とりあえず・・・サミュエルお兄様が居たら殴っても良いわよね?
*****
エントランスでティナが待っていた。
「ティナ、お誘い嬉しいわ」
「リリ、体調は本当に大丈夫?」
「ええ。大丈夫だから安心して」
お茶会のテーブルにはサミュエルお兄様とアンドリュー様も来て居た。座ると使用人と共にメルも部屋を出て行った。
「サミュエルお兄様、アンドリュー様、ご機嫌よう」
「リリアンヌ嬢、昨日は大丈夫だったかい?」
「ええ、まぁ・・・」
「悪かったよ。あんなに酒に弱いとは知らなかったんだ」
「仕方ありませんから許して差し上げますわ」
素直に謝るサミュエルお兄様なんて何だか気持ち悪いわね。
「でも、酔っているリリはヤバかったわ・・・色気ダダ漏れって感じで・・・」
「そうだな。リリは男の前では絶対飲むな!」
「まぁ、安全を考えたら・・・そうなるよね」
昨日の事は御者から聞いて何となく思い出したのよね・・・でも色気?
「それはドレスのせいでは無いかしら?」
「それもあるけれど、酔っているリリはすっごく可愛くて!すっごくエロいわ!」
「エロい・・・・・・」
2人が頷くと言う事は本当なのね。エロいねぇ。
「アルコールは乾杯だけで今後のドレスは少し考えるわ」
「その方がいいわ。それで・・・昨日は何かあったの?」
ティナってこういう事は鋭いのよね・・・。キラキラした瞳で可愛いけど。
「御者の話だと・・・帰りに私グリーズと行った花畑に行くって聞かなかったみたいなの。すぐ帰る約束で寄ってもらったのだけれど・・・花を見て馬車に戻った時にはリュドに抱えられて眠っていたそうよ。だから、酔って我儘を言って途中で眠って、子供の様に抱えられて邸に帰ったわ」
「「「うわぁ・・・」」」
「それは・・・ちょっと恥ずかしいわね・・・」
「ええ。皆の微笑ましい目が辛いわ・・・しかも5歳までしていたやつをやったらしいのよ・・・」
サミュエルはピンときてニヤリと笑う。
「お気に入りを離さないアレか?」
「そうよ。サミュエルお兄様のせいですからね!」
「何だい?それは?」
「アンドリュー様、リリは教育が始まるまでは結構甘えん坊だったのよ。眠る時はお気に入りのヌイグルミを抱えて眠っていたの。すっごく可愛かったわぁ・・・でも時々それが人になるのよ。
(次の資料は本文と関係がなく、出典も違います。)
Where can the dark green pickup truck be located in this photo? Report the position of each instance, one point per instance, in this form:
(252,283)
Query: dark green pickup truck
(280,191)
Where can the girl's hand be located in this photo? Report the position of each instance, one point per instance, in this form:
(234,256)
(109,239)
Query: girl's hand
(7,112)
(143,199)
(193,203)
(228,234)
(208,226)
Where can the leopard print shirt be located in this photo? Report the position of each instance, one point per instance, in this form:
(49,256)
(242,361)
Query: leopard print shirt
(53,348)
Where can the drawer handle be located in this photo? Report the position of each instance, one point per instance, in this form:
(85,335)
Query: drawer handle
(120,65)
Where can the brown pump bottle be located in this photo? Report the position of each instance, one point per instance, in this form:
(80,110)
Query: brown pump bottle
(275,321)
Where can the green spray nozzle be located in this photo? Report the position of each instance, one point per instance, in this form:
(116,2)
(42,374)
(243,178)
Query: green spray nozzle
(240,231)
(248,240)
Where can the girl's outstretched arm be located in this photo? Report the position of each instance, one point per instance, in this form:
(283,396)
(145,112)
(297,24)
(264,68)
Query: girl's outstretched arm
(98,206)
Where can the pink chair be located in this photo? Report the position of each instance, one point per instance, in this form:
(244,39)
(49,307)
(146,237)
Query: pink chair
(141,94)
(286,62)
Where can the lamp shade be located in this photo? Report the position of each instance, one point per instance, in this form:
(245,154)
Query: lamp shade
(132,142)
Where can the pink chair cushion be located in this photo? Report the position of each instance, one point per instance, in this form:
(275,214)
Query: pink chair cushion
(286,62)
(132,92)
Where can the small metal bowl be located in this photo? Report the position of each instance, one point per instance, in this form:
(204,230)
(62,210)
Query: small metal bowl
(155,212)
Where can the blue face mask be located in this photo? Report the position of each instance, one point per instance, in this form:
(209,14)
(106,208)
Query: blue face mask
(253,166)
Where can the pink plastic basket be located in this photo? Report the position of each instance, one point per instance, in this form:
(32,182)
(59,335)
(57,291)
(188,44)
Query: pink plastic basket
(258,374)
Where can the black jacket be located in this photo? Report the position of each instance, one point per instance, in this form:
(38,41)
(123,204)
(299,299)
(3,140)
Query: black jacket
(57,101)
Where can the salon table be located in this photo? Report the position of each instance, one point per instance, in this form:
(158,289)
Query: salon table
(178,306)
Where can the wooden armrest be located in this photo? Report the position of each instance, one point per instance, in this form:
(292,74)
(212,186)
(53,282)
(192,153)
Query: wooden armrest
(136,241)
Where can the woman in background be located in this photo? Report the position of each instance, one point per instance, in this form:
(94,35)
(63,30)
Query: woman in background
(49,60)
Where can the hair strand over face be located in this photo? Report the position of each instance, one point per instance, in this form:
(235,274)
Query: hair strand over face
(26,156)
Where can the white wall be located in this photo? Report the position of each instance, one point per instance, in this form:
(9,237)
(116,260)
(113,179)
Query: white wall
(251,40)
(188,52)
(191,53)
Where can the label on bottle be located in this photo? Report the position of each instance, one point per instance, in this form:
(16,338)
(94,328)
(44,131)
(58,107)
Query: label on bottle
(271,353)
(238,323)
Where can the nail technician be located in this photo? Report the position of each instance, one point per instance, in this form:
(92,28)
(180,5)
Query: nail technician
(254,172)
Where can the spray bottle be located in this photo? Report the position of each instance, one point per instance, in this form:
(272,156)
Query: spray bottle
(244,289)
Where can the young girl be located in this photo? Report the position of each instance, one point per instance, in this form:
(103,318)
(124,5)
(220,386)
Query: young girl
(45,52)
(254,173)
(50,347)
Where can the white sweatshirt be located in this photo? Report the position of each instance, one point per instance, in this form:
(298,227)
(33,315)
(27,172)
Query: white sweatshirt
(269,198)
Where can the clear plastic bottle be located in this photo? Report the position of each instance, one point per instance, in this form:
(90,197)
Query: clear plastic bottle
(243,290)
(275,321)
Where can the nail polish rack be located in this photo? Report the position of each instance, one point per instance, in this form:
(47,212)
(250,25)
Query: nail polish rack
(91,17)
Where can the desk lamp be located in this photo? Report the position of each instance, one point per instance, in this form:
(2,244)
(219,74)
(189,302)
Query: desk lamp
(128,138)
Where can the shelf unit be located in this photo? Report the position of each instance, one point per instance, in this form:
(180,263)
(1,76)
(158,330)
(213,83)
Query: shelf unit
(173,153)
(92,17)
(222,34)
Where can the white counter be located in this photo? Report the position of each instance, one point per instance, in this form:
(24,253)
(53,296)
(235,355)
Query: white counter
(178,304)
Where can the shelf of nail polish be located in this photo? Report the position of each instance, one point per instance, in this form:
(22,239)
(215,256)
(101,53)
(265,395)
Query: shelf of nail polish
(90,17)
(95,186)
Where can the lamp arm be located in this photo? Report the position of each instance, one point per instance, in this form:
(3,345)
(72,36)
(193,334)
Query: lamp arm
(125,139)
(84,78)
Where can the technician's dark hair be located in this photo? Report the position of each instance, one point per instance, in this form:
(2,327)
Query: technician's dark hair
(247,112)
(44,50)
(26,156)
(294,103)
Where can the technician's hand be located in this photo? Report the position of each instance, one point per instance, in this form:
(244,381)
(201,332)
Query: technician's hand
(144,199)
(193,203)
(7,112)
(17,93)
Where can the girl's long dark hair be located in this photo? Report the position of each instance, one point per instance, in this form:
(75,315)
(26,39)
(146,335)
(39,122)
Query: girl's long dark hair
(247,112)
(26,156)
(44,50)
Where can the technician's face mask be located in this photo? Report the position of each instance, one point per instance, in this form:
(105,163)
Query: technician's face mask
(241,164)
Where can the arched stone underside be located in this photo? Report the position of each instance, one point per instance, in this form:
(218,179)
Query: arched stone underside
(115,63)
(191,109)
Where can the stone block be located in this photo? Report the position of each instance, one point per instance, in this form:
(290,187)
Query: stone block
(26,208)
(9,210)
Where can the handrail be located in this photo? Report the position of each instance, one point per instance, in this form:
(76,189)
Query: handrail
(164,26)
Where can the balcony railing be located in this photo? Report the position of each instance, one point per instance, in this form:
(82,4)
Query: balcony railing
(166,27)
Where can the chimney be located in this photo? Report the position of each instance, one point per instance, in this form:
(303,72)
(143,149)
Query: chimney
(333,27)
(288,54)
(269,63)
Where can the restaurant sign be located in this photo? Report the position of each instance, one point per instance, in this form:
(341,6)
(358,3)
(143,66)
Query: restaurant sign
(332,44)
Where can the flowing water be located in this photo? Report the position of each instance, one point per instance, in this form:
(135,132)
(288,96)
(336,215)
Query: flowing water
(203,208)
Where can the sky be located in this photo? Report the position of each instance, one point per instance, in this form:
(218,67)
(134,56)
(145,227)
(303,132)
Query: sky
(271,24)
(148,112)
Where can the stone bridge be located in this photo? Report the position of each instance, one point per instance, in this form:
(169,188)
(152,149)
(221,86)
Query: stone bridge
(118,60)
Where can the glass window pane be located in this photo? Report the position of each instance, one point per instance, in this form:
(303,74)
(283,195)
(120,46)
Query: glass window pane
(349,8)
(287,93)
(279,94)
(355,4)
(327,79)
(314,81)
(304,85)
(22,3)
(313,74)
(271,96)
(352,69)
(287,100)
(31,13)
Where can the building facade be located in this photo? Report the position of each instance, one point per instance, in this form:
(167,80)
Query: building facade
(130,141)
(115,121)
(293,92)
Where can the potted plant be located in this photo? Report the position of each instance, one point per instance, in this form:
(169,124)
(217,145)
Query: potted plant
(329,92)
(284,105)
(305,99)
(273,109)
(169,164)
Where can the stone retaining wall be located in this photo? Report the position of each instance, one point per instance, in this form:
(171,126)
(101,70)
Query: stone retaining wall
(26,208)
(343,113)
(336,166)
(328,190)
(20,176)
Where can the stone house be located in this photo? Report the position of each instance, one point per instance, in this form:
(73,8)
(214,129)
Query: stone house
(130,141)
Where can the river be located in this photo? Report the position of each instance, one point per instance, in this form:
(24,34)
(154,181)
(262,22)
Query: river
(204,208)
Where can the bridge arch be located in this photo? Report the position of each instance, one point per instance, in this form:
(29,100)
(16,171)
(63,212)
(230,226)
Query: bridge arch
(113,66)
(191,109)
お泊まりした時に寝惚けながら「ティナ、だっこ」って言われた時は何かの扉が開きかけたわ・・・」
「それをリュドにやったって事?」
皆が見てくるから黙って頷いた。
「「「うわぁ・・・」」」
私だって「うわぁ!」よ!そうだわ。4人しか居ない今なら試せるわね。
「サミュエルお兄様、ちょっとお願いがあるのですが」
「なんだ?」
「ちょっと抱き締めてもらっても良いかしら?」
「「「はぁ?」」」
「確認したい事があるのよ」
「はぁ・・・抱き締めれば良いんだな?」
「ええ。お願いしますわ」
椅子から立ち上がり抱き締めてもらうが・・・違うわね。
「ティナ、アンドリュー様にもお願いして良いかしら?」
「構わないけれど、何を確認しているの?」
「わからないから確認しているの」
ティナの許可を取りアンドリュー様にも抱き締めてもらうが・・・やはり何か違う。
「お2人共、ありがとうございます」
椅子に座り直し考える。
「リリ、確認してわかったの?」
「そうね。何も思わない事がわかったわ」
「へぇ、何か思う人が居たのね」
「デビュタントの時に転びそうになって、リュドに抱き締められたのだけれど何故かとても落ち着いたの。昨日も眠ってしまったわ。お父様に近いのかと思ったのだけれど違ったから、兄的な感じかと思ったのよ。でも2人とも違うわねぇ・・・」
うんうんと悩むリリアンヌを放っておき3人は小声で話し合う。
「ねぇ、抱きしめられて落ち着くって恋なのかしら?」
「違うんじゃないかな・・・普通はドキドキするよ」
「リリは恋愛感情がマイナスだから落ち着くだけ「あり」なんじゃないか?」
「眠れちゃうほど落ち着くのに?」
「「・・・・・・・・・」」
正直、男としてそれは悲しい・・・。
「ねぇ、リリ。リュドって男の人が好きな人?」
「女の人が好きだって言ってたわ」
恋愛対象は女性なのに、リリアンヌのあの状態に大人の対応というか無反応・・・。サミュエルとアンドリューはリュドの理性と精神力の強さを尊敬した。